Achitecture and Evaluation of an Unplanned 802.11b Mesh Network

Summary
This paper looks at a deployment of Roofnet, an unplanned mesh network in an urban environment. The basic architecture is that the nodes connect to each other and use a shortest path routing algorithm to find paths to gateway nodes, that is, those small percentage of Rootnet nodes that are also connected to the Internet.

The nodes maintain a database of link metrics and do Dynamic Source Routing, in which each TCP session computes the best route using Dijkstra's algorithm over the link DB. The metric that gets used is the link throughput in conjunction with the probability that packets will get through. This sometimes required putting the WiFi cards into high-loss but also high-throughput modes, which required setting a custom policy on the wireless NIC. To discover the link metrics nodes can flood the network and listen for replies, or snoop on other nodes' floods.

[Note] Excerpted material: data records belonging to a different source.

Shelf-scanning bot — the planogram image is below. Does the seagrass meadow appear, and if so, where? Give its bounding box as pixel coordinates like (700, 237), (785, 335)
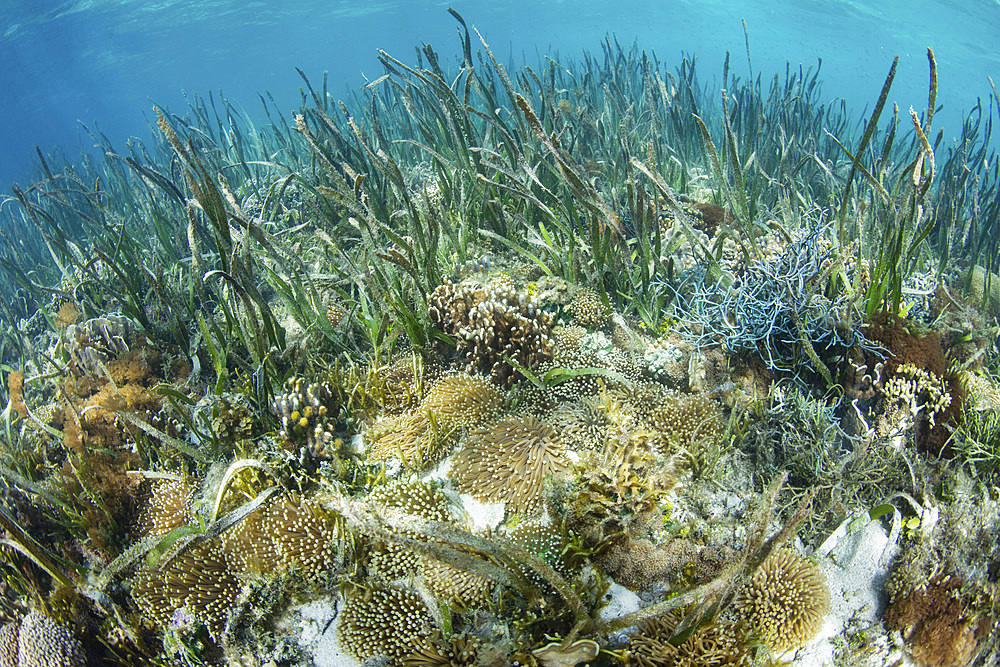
(0, 12), (1000, 667)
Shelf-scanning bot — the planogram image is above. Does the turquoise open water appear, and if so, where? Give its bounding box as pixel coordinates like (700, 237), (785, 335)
(0, 0), (1000, 192)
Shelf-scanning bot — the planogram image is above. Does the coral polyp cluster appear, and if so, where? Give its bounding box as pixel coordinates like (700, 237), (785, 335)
(450, 417), (570, 514)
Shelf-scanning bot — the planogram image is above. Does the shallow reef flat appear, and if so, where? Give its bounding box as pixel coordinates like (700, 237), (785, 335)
(0, 12), (1000, 667)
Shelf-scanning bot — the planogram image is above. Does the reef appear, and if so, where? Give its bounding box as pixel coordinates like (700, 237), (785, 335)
(0, 10), (1000, 667)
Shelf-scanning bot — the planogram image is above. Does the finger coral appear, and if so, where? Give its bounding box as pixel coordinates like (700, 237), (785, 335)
(428, 281), (554, 388)
(734, 549), (830, 653)
(451, 416), (570, 514)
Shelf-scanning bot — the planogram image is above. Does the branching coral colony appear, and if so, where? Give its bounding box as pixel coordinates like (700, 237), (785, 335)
(0, 12), (1000, 667)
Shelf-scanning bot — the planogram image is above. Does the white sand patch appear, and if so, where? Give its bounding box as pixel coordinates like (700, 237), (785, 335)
(279, 598), (360, 667)
(785, 512), (903, 666)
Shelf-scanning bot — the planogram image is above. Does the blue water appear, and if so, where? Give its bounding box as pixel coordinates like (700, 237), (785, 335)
(0, 0), (1000, 192)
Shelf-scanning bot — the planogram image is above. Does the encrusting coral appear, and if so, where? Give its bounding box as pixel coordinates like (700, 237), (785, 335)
(222, 496), (338, 580)
(132, 539), (243, 638)
(0, 612), (90, 667)
(569, 289), (611, 329)
(628, 611), (753, 667)
(337, 586), (434, 662)
(402, 635), (481, 667)
(885, 573), (992, 667)
(451, 416), (570, 514)
(136, 479), (197, 536)
(421, 373), (503, 427)
(368, 480), (455, 581)
(733, 548), (830, 654)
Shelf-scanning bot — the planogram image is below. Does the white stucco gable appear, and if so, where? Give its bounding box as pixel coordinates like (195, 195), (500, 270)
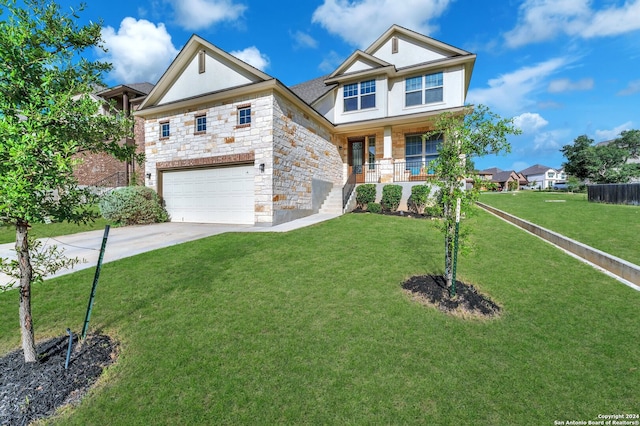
(365, 25), (471, 68)
(141, 35), (273, 109)
(328, 50), (392, 79)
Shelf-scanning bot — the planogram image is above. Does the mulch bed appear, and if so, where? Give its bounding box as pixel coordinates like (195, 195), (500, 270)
(0, 335), (117, 426)
(351, 209), (433, 219)
(402, 275), (502, 318)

The paper evaluates the performance and the robustness of Roofnet, noting that they get mean throughput of 627 kbit/sec. They also look at simulated results of handling failures, noting that most nodes choose a wide variety of neighbors for their first hop so failure of a single neighbor shouldn't effect performance too much. They do find, however, the throughput will drop significantly as there is often only one or two 'fast' neighbors.

Thoughts
I thought this was an interesting paper. They manage to get a working network set up with minimal work by the volunteers and it actually appears to work. They get decent throughput (although the median isn't as good as the mean and might have been a better metric).

On major concern I have is that the paper does not seem to take the performance of the gateway's connection to the WAN into account. It's all well and good if I can get to my gateway at 600kbps, but if that gateway is overloaded on it's WAN routes I won't see good performance overall. This does not seem to be captured by anything in their algorithm and should really be addressed.

Still, an interesting paper and one well worth reading.